When Iranian President Mahmoud Ahmadinejad has expressed doubt over the official account of the 911 attacks and accused the U.S. government, he has been condemned by other leaders and countries. However, it turns out that the most aggrieved party may be . . . al Qaeda and its allies and sympathizers. Inspire Magazine, a publication founded by Anwar al-Awlaki and often tied by the U.S. to Al Qaeda figures, has come out with a cover story attacking Ahmadinejad for suggesting that al Qaeda was not responsible or someone used in the attacks by U.S. intelligence. It appears that al Qaeda views this “truther” account as nothing short of defamation or at least product disparagement.
The magazine writes: “The Iranian government has professed on the tongue of its president Ahmadinejad that it does not believe that al Qaeda was behind 9/11 but rather, the U.S. government. So we may ask the question: why would Iran ascribe to such a ridiculous belief that stands in the face of all logic and evidence?”
The writer then questions the bona fides of the Iranian leader: “If Iran was genuine in its animosity towards the U.S., it would be pleased to see another entity striking a blow at the Great Satan but that’s not the case. For Iran, anti-Americanism is merely a game of politics. Iran and the Shi’a in general do not want to give al Qaeda credit for the greatest and biggest operation ever committed against America because this would expose their lip-service jihad against the Great Satan.”

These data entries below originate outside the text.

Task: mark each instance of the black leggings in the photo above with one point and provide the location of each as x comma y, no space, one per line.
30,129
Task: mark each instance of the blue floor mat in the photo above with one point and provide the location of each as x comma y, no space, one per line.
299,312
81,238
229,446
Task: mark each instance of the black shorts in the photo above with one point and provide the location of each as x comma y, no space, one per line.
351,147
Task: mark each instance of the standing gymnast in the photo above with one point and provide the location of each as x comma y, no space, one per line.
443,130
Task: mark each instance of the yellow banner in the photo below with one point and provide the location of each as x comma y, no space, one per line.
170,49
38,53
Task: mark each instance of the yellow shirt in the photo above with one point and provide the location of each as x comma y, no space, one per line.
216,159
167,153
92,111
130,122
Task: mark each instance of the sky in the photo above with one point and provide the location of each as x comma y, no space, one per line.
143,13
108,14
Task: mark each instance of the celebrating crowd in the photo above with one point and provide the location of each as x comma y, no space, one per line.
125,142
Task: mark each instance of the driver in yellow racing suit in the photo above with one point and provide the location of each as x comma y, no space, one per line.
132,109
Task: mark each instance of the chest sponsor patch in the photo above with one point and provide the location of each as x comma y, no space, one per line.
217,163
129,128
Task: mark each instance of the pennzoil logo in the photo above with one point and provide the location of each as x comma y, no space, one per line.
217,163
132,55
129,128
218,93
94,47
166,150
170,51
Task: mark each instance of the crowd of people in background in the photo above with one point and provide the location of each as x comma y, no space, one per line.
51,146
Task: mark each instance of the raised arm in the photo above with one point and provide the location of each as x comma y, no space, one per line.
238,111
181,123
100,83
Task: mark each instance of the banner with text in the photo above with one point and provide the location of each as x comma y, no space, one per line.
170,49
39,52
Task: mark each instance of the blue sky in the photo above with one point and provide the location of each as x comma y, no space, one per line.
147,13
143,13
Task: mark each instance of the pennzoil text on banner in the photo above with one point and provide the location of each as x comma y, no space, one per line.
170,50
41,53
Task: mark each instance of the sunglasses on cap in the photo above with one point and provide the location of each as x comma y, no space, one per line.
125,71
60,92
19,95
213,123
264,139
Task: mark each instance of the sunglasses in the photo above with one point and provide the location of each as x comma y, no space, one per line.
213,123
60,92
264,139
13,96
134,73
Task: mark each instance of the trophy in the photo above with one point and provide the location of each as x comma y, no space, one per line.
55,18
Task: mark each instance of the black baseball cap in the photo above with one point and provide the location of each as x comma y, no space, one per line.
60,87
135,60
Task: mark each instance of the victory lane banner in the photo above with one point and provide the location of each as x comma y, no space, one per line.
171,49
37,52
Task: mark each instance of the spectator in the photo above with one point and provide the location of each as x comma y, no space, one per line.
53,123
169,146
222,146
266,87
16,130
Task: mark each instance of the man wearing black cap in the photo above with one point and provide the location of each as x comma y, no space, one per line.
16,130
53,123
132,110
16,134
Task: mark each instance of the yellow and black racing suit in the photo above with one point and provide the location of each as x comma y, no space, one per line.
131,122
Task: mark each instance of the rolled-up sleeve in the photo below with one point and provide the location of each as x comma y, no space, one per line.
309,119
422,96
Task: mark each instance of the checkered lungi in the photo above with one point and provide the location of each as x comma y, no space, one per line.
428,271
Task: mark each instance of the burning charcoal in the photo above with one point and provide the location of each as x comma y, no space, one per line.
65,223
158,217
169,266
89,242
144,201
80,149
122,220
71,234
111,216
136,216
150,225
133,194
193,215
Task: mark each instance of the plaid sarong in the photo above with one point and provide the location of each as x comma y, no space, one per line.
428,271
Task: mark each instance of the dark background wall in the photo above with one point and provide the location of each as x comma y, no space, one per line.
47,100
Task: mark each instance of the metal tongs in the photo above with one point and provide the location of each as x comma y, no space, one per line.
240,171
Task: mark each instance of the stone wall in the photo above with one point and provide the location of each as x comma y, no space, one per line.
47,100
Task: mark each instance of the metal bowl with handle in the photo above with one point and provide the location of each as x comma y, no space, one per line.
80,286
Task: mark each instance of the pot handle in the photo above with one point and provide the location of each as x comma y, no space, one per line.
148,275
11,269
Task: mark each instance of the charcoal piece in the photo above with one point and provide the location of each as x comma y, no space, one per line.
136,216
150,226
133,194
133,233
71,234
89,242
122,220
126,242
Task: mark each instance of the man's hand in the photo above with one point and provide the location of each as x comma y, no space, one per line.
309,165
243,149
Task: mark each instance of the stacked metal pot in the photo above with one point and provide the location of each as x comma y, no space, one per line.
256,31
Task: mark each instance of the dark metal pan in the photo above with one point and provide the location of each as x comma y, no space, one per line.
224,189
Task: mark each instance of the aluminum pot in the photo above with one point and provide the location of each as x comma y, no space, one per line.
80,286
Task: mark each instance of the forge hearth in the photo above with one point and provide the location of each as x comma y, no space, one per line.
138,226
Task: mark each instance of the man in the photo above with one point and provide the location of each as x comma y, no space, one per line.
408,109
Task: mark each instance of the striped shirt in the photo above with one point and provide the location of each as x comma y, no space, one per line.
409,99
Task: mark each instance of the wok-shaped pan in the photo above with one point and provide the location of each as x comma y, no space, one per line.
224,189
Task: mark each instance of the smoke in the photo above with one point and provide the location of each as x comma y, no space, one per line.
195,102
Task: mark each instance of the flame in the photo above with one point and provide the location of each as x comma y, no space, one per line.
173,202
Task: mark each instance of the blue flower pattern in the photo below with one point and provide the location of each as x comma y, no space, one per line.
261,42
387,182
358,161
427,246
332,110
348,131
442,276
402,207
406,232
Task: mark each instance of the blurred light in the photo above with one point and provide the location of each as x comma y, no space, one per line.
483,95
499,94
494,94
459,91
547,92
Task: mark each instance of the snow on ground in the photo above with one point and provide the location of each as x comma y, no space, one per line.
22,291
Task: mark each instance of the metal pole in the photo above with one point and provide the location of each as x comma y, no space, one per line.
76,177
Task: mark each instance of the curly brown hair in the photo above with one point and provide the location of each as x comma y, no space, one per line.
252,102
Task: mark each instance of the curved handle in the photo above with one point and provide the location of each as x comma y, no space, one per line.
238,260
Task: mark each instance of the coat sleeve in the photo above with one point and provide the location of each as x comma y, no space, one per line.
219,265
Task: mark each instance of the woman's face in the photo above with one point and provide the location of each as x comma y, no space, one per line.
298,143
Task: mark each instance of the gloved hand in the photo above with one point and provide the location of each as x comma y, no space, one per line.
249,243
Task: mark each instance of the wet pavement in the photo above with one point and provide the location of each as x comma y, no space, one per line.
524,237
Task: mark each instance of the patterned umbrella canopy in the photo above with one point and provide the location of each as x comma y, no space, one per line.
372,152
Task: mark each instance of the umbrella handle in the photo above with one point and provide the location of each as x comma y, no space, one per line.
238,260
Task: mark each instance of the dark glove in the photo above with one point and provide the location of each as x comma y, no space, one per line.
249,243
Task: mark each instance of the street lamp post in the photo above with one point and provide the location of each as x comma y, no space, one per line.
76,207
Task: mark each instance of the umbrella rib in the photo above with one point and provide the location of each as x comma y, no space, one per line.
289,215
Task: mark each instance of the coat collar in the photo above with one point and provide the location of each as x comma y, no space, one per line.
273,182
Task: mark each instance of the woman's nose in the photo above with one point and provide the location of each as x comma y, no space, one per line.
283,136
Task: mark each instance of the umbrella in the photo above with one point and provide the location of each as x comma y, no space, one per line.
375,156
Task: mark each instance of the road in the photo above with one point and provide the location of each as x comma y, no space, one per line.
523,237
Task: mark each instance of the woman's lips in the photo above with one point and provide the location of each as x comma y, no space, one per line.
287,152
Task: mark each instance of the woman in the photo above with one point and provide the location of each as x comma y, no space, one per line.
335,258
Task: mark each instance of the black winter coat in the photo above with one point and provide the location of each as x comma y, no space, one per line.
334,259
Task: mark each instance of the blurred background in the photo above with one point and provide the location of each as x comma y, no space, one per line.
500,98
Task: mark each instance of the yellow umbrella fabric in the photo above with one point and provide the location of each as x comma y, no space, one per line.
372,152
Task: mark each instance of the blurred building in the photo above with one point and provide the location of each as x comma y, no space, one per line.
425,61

That leads to my question on any actionable claims for al Qaeda. Under defamation, some parties are viewed as judgment proof or libel proof. But here the damaging alleged falsehood is to say that al Qaeda is less lethal and murderous than they make out as an organization. They would be essentially arguing that you are giving us a better reputation. Moreover, as to Bin Laden, the U.S. may have undermined the common law case when they moved him into the deceased category. Under the common law, you cannot defame the dead (or, in other words, you can but no one can sue).

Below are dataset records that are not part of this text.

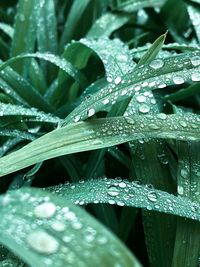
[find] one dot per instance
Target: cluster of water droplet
(124, 193)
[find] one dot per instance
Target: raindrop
(21, 18)
(129, 120)
(195, 61)
(117, 80)
(162, 116)
(42, 242)
(58, 226)
(152, 196)
(45, 210)
(122, 185)
(141, 98)
(113, 191)
(77, 118)
(91, 112)
(144, 108)
(178, 80)
(195, 77)
(106, 101)
(156, 64)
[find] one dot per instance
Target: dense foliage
(99, 108)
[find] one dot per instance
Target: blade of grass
(101, 133)
(187, 242)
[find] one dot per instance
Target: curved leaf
(158, 74)
(52, 232)
(100, 133)
(123, 193)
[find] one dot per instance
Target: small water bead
(113, 191)
(180, 190)
(195, 77)
(122, 185)
(156, 64)
(58, 226)
(106, 101)
(162, 116)
(109, 79)
(42, 242)
(21, 17)
(183, 123)
(124, 92)
(77, 118)
(195, 61)
(129, 120)
(144, 108)
(141, 98)
(45, 210)
(91, 112)
(178, 80)
(118, 80)
(152, 196)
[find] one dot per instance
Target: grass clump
(99, 108)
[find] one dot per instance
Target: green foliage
(99, 107)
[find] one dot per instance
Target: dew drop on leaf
(45, 210)
(141, 98)
(156, 64)
(195, 61)
(91, 112)
(178, 80)
(113, 191)
(144, 108)
(118, 80)
(195, 77)
(152, 196)
(42, 242)
(58, 226)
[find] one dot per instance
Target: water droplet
(195, 61)
(162, 116)
(178, 80)
(152, 196)
(91, 112)
(77, 118)
(109, 79)
(180, 190)
(113, 191)
(58, 226)
(21, 18)
(183, 123)
(122, 185)
(129, 120)
(118, 80)
(106, 101)
(144, 108)
(45, 210)
(141, 98)
(156, 64)
(42, 242)
(195, 77)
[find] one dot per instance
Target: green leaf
(100, 133)
(77, 9)
(14, 110)
(56, 60)
(134, 5)
(123, 193)
(187, 241)
(52, 232)
(7, 29)
(158, 74)
(152, 51)
(24, 30)
(106, 24)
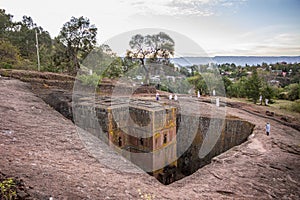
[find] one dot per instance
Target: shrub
(8, 189)
(90, 80)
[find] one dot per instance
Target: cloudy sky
(220, 27)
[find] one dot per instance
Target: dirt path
(41, 147)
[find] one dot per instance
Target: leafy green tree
(156, 48)
(294, 91)
(227, 83)
(79, 36)
(5, 24)
(9, 54)
(268, 92)
(253, 86)
(199, 83)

You are left with group defamation which is always difficult with large groups, let alone groups with members who generally hide their identity (and are thus less injured by defamation). Al Qaeda would have to pin its hopes on gay salesmen in Texas. In the United States, it is extremely difficult to maintain a “group libel” case even when there is jurisdiction. One of the leading cases occurred in 1952 in a New York lawsuit. In Neiman-Marcus v. Lait, 13 FRD 311 (SDNY 1952), employees of that high-end store sued the author of a book titled “U.S.A. Confidential.” The book claimed that some of the models at the story and all of the saleswomen in the Dallas store were “call girls.” It further stated that most of the salesmen in the men’s department were “faggots.” The issue came down to the size of the group. With 382 saleswomen and models, the court found that the group was too large. However, with the 25 salesmen, the court found that an action could be maintained.

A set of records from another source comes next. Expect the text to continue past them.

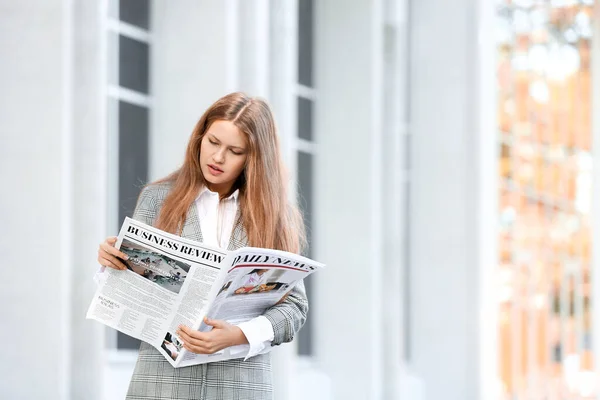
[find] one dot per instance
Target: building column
(453, 199)
(88, 203)
(51, 214)
(194, 62)
(349, 337)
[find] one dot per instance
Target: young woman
(230, 192)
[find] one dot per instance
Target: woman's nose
(219, 156)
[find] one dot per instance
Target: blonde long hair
(269, 219)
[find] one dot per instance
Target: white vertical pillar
(395, 241)
(452, 199)
(36, 170)
(349, 179)
(595, 212)
(194, 62)
(254, 40)
(88, 196)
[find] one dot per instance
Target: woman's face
(223, 154)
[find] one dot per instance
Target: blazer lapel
(191, 228)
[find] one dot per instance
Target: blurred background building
(443, 153)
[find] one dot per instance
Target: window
(305, 146)
(129, 107)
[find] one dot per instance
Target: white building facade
(379, 104)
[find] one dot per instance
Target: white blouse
(216, 221)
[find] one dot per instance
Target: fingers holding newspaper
(222, 335)
(109, 256)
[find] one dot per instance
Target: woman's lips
(214, 170)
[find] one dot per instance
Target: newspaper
(172, 281)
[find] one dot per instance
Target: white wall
(452, 201)
(191, 68)
(34, 315)
(348, 174)
(51, 161)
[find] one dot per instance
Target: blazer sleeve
(289, 316)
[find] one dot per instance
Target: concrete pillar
(349, 180)
(89, 196)
(193, 61)
(452, 198)
(49, 113)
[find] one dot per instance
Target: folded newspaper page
(172, 281)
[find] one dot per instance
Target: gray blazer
(154, 378)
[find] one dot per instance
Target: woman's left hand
(222, 335)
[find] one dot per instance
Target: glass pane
(305, 42)
(305, 200)
(305, 128)
(135, 12)
(133, 64)
(544, 124)
(133, 172)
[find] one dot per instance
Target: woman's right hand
(108, 256)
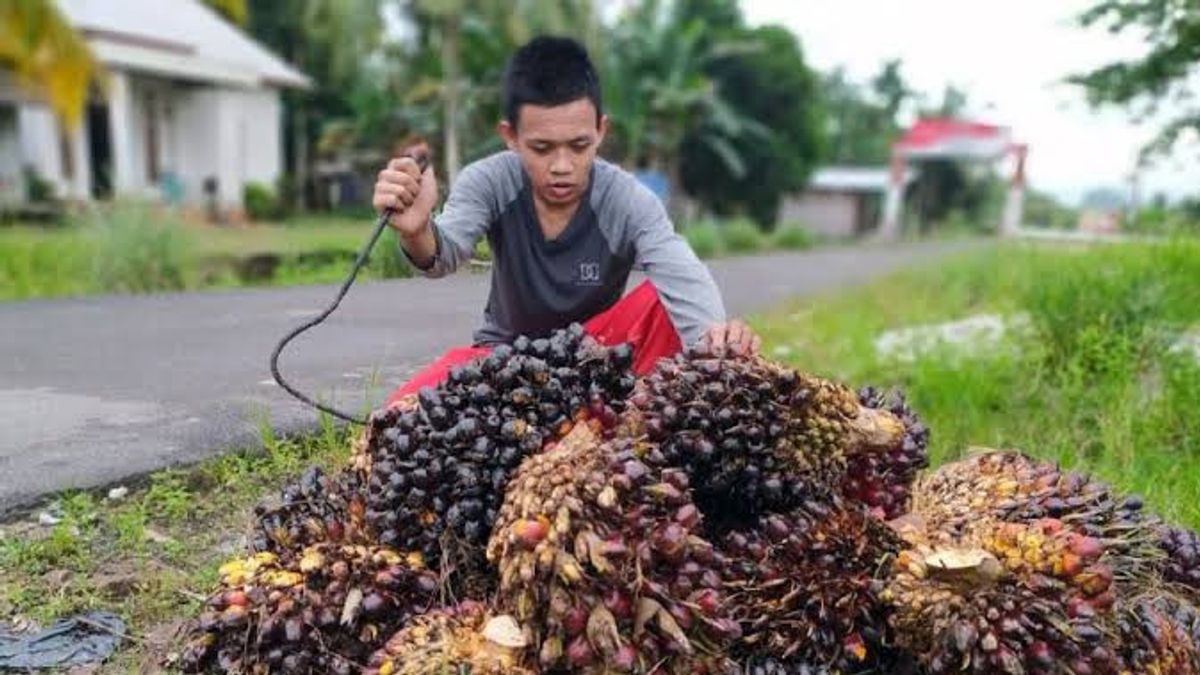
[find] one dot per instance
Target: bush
(792, 237)
(742, 237)
(139, 249)
(259, 202)
(705, 239)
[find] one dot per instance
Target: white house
(190, 101)
(840, 202)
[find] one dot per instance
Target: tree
(858, 131)
(47, 55)
(232, 10)
(1165, 72)
(333, 41)
(658, 91)
(774, 88)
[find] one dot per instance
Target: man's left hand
(733, 336)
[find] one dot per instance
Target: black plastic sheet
(88, 638)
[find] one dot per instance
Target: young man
(565, 227)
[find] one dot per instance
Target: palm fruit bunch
(1014, 488)
(751, 436)
(456, 639)
(600, 560)
(804, 586)
(1161, 635)
(1007, 597)
(315, 509)
(438, 470)
(1182, 550)
(882, 479)
(322, 611)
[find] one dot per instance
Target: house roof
(181, 39)
(855, 179)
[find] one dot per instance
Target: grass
(151, 556)
(132, 248)
(1092, 387)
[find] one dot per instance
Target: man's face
(557, 145)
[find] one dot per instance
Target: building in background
(191, 111)
(840, 202)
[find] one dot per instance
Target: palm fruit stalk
(805, 587)
(751, 436)
(1182, 561)
(438, 470)
(600, 561)
(457, 639)
(1007, 597)
(882, 479)
(1161, 635)
(1013, 488)
(317, 508)
(322, 611)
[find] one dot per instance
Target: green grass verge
(136, 248)
(151, 556)
(1092, 386)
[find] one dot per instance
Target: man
(565, 227)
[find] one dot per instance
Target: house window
(151, 144)
(66, 156)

Then there is product disparagement if you can treat exporting terror as a product. However, this is a product that most countries want to bar as an import.
Of course, they could argue “false light” but it was the U.S. government that was putting them in a false light according to conspiracy theories — and in their view a better light. They cannot maintain a copyright or trademark claim given the lack of registration and recording of the claim.
If they were willing to sue the U.S., there is always the possibility of an action for appropriation of name or likeness.
652C Appropriation of Name or Likeness
One who appropriates to his own use or benefit the name or likeness of another is subject to liability to the other for invasion of his privacy.
a. The interest protected by the rule stated in this Section is the interest of the individual in the exclusive use of his own identity, in so far as it is represented by his name or likeness, and in so far as the use may be of benefit to him or to others. Although the protection of his personal feelings against mental distress is an important factor leading to a recognition of the rule, the right created by it is in the nature of a property right, for the exercise of which an exclusive license may be given to a third person, which will entitle the licensee to maintain an action to protect it.
b. How invaded. The common form of invasion of privacy under the rule here stated is the appropriation and use of the plaintiff’s name or likeness to advertise the defendant’s business or product, or for some similar commercial purpose. Apart from statute, however, the rule stated is not limited to commercial appropriation. It applies also when the defendant makes use of the plaintiff’s name or likeness for his own purposes and benefit, even though the use is not a commercial one, and even though the benefit sought to be obtained is not a pecuniary one. Statutes in some states have, however, limited the liability to commercial uses of the name or likeness.
According to Ahmadinejad, the U.S. used their name to rally the country in a war against terror. However, they are arguing that it was truth and again they like the image — as shown by Bin Laden bragging about his role in planning the attacks.
Their brief appears against Ahmadinejad and not the U.S. in casting doubt on their villainy. Any desire to sue for denying the true perpetrators of the “The Greatest Special Operation of All Time,” may be a case without a legal claim. Of course, that is not the first time that al Qaeda has found itself outside of any recognized legal structure. Besides the first motion to sever is likely to empty the courtroom.